In February 1976, Pons died of pancreatic cancer in Dallas, Texas, at the age of 77. Her remains were brought back to her birthplace to be interred in the Cimetière du Grand Jas in Cannes. Her nephew, John de Bry (son of her sister, Juliette Pons), was until his death in 2025 an accomplished archaeologist and historian living in Florida. His two daughters are now her only direct living relatives.

==Legacy==
A village in Frederick County, Maryland, 10 miles south of Frederick, Maryland, is called Lilypons in her honor. There were extensive water gardens at the site, which was open to the public until 2025.

George Gershwin was in the process of writing a piece of music dedicated to her when he died in 1937. The incomplete sketch was found among Gershwin's papers after his death, and was eventually revived and completed by Michael Tilson Thomas; it was given the simple title, "For Lily Pons".

Pons donated Ita, her pet ocelot, to the New York Zoological Gardens when it became too dangerous to remain in her apartment in The Ansonia on Manhattan's Upper West Side. Pons had received the pet, which she believed was a baby jaguar, from a friend in Brazil.

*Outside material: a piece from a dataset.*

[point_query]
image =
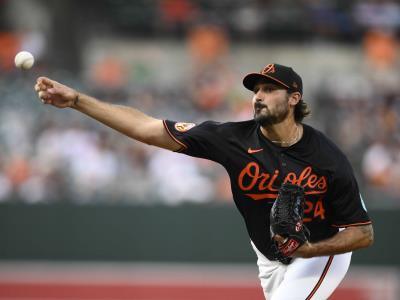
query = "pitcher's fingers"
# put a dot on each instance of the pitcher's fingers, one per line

The pet and Pons were very attached to each other, but it snarled at visitors and was deemed a hazard.

The 1937 Merrie Melodies cartoon The Woods Are Full of Cuckoos caricatures Pons as "Lily Swans".

In 1937 the Boston and Maine Railroad, at the suggestion of Wayne E. Whittemore of the Hobbs Junior High School in Medford, Massachusetts, named its locomotive 4108, a 4-8-2 Mountain type in her honor and invited her to a ceremony at North Station to dedicate 4108 and other Mountain locomotives whose names were chosen by New England schoolchildren.

In Stephen Frears's 2016 film Florence Foster Jenkins, Pons is played by Aida Garifullina.

There is a line of depression-era glassware, originally created in the 1930s, known as "Lily Pons". It comes in several colors and takes the shape of lily pads and lily flowers.

==Recordings==

Pons left a significant legacy of recordings, on the Odeon (1928–29), RCA Victor (1930-40), and Columbia (1941–54) labels, and included excerpts from Il barbiere di Siviglia, La bohème, Brother and Sister, Les contes d'Hoffmann, Die Entführung aus dem Serail, Die Zauberflöte, Lakmé, Mireille, Le nozze di Figaro, Parysatis, Rigoletto, Alessandro, Le coq d'or, Dinorah, Floridante, Lucia di Lammermoor, Mignon, L'enfant et les sortilèges, La fille du régiment, Linda di Chamounix, La perle du Brésil, Porgy and Bess, I puritani, Il re pastore, Roméo et Juliette, La sonnambula, Le timbre d'argent, La traviata, Le toréador, Zémire et Azor, as well as songs by Julian Benedict, Henry Bishop, Claude Debussy, Henri Duparc, Gabriel Fauré, Charles Gounod, Myron Jacobson, Frank La Forge, and Darius Milhaud.

Pons also starred in complete recordings of Die Fledermaus (as Adele, 1950–51) and Lucia di Lammermoor (1954).